Common questions builders ask about principal contractor duties.
Can a sole trader be a principal contractor?
Yes. There is nothing in CDM 2015 that prevents a sole trader from being the principal contractor. The regulations do not require a specific company structure, turnover level, or number of employees. If you are the contractor managing and coordinating the construction phase on a project with more than one contractor, you are the principal contractor — regardless of whether you are a sole trader, a partnership, or a limited company. What matters is competence: you must have the skills, knowledge, experience, and organisational capability to carry out the role.

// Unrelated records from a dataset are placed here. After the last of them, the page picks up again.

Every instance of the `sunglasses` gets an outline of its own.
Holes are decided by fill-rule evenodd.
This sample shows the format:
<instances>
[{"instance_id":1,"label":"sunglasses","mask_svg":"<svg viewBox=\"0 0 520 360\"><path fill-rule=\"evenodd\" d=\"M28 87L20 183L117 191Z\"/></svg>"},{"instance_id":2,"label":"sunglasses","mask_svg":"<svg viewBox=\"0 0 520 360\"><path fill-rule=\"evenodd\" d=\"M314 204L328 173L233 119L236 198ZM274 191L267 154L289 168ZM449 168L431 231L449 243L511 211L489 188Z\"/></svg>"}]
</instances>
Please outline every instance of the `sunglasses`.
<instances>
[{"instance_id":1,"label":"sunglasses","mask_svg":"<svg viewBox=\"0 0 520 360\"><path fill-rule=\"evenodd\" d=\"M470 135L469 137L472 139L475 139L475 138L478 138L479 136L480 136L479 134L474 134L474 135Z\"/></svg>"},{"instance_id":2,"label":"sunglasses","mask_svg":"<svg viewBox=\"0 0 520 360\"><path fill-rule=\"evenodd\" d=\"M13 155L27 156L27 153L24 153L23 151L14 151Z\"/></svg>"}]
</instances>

For most domestic projects with a couple of subcontractors, a competent sole trader is perfectly capable of fulfilling principal contractor duties.
What’s the difference between principal contractor and main contractor?
‘Main contractor’ is a commercial term used in contracts to describe the firm that wins the job and manages the build. ‘Principal contractor’ is a legal term defined by CDM 2015 — it refers to the contractor appointed by the client to plan, manage, monitor, and coordinate health and safety during the construction phase when more than one contractor is involved. In practice, the main contractor and the principal contractor are usually the same company, but they do not have to be. The client can appoint any competent contractor as the PC, even if that contractor is not the main contractor commercially. The key distinction is that ‘principal contractor’ carries specific legal duties under CDM 2015, whereas ‘main contractor’ is simply a contractual role.
Do I need to be SSIP accredited to be a principal contractor?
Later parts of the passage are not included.